Underwhelming performance Khadas Vim2 Max in video rendering kdenlive


#41

Sorry, no experience with swap files so cant advise.

Another thought: check journalctl -b around the time when kdenlive “goes nuts”. I really don’t expect anything (because seems to be application because recurs so reliably at the same time in the run) but if there is something at the system level it should show there.

ps - another thought: do you have any feeling for CPU load “profile” on the Tinkerboard or the C2? Do they run more or less 100% CPU for the entire run? (I know nothing about kdenlive, but am fishing whether it has phases in a run and when the VIM2 goes nuts it has reached a phase the VIM is diabolical at. Indeed, a quick scan back though your posts above I am not clear whether there is just a single go nuts phase, or several?)


#42

is the situation I have seen a huge difference: a pure IO bound operation (dd read) with close to 0% CPU gets penalised like crazy - about 50% throughput gain swapping to performance. But NicoD has eliminated this anyway.


#43

For exactly this reason in Armbian we contain an utility that does real monitoring (clockspeeds, load and CPU utilization included).

sudo armbianmonitor -m 60

will update this every minute. Should even be able to cope with the two different A53 clusters on S912 since I added big.LITTLE support a while ago: https://github.com/armbian/build/commit/638e4445deded6817eec8ba1301d13bda00f65e4#commitcomment-22171714


#44

The others don’t show this behaviour.
I’ve tested the Rock64, XU4, C2, Tinker Board, Raspberry’s 2b, 3b, 3b+.
Only the Khadas doesn’t perform as what you would expect. I must say that the Tinker does extremely well compared to C2. But the C2 with this project goes over it’s 1.7GB available ram, so it needs to use the swap. The Tinker uses less ram with Lubuntu, and there’s 2GB available. But the Tinker is no option for me because you can’t cool it enough without a fan.
All results are on my Youtube page.


Thanks for the tips. I’m now reinstalling my C2, so I’ll have to wait for the tests with the Khadas. Thanks, cheers.


#45

I suspect you are correct with the swap (and tkaiser with the tmp): again my knowledge of linux tmp file handling is dismal but Prof Duckduckgo turned up a suggestion that when tmp files overflow the allocated memory they get sent to the swap file (my paraphrasing - hope not too misleading). In your case with no swap file it could get ugly.


#46

That’s why benchmarking needs always an active mode. If results are not as expected do not publish weird numbers but start to ask why. And the tools exist

iostat 60
vmstat 60
armbianmonitor -m 60

are a great way to get an idea what’s going on (armbianmonitor is only part of Armbian but after creating one single symlink it should work fairly well on any Ubuntu or Debian):

mkdir -p /etc/armbianmonitor/datasources
ln -s /sys/devices/virtual/thermal/thermal_zone0/temp /etc/armbianmonitor/datasources/soctemp
wget -O /usr/local/bin/armbianmonitor https://raw.githubusercontent.com/armbian/build/master/packages/bsp/common/usr/bin/armbianmonitor
chmod 755 /usr/local/bin/armbianmonitor

If that’s not already sufficient, stuff like strace is needed…


#47

Try to explain these facts.

Specify the exact version of the firmware (system) for each Board on which this software was launched. And it is desirable to show the output of the command “uname -a”.

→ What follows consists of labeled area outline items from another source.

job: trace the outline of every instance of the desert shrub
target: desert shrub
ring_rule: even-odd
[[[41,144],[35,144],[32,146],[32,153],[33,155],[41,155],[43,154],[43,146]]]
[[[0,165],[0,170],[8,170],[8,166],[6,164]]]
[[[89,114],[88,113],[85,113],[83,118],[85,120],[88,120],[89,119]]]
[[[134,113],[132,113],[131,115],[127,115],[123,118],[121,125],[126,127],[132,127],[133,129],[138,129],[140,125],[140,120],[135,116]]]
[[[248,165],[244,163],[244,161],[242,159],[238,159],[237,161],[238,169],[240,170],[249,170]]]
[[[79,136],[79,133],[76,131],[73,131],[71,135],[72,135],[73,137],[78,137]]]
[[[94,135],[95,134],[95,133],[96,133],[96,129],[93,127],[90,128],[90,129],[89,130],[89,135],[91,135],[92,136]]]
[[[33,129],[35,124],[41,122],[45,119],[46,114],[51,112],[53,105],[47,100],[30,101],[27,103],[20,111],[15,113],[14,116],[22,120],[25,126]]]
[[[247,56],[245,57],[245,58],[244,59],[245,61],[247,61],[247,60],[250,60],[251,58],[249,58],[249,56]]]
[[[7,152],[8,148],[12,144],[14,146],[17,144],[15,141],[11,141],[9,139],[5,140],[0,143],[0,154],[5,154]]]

In order for this to work, need support in the kernel itself (the configuration must include the appropriate options big.LITTLE + enabled options to use 8 cores).

IMHO This indicates that the code is built using A32-only instructions. Otherwise, Odroid would show better or closer handling.


#48

Huh? You’re talking about the Blender numbers? These are not facts but just some random numbers done with some software on different hardware in passive benchmarking mode. Passive benchmarking does not allow to generate any insights, collecting those numbers without meaning is not useful other than providing numbers clueless people can base decisions on (benchmarking as marketing instrument).

What we need is ACTIVE BENCHMARKING to generate insights.

It’s totally irrelevant how software A performs on 3 different SBC when it’s about getting an idea why software B starts to behave weird after some time on the Vim2. And I only wanted to give a hint to @NicoD that your remarks about armhf vs. arm64 or even ‘A32 emulation mode on A64 (via hypervisor)’ are misleading since there is no such thing.

He uses kdenlive Ubuntu Xenial arm64 distro packages on both ODROID-C2 and Vim2 and those require of course on both boards also running a 64-bit kernel since otherwise you can’t execute arm64 packages. There is also no hypervisor involved and of course also no ‘emulation’ whatsoever (if he would be running armhf software that would be a matter of Debian Multiarch which allows to simply add armhf packages to arm64 installs… but we’re not talking about this here).

The only question is why kdenlive starts to stop utilizing all CPU cores after some time. And this needs to be diagnosed if we want some insights. At least it’s not related to 32-bit vs. 64-bit.

No, I was only talking about armbianmonitor's ability to report different clockspeeds when there’s more than one CPU cluster. This does not require anything inside the kernel only the existence of a cpu4 node. Then armbianmonitor will show cpufreq values for both clusters but this is of no great use with S912 since the clockspeed values are faked anyway.

If you were talking about getting the scheduler to behave more properly (sending demanding tasks to the faster little cores instead of those limited to 1 GHz) then it might make some sense but I wonder why these settings are not already in place. Even if it’s not big.LITTLE at all here the weird big.LITTLE emulation mode artificially bottlenecking 4 cores to 1 GHz requires prefering CPU cores 0-3 for demanding tasks…


#49

Huh?

It’s a well known fact that some software when compiled for ARMv7/32-bit needs magnitudes less memory compared to the same software built for ARMv8/64-bit. This is not related to ‘A32-only instructions’ but the size of pointers (data structures) and so on.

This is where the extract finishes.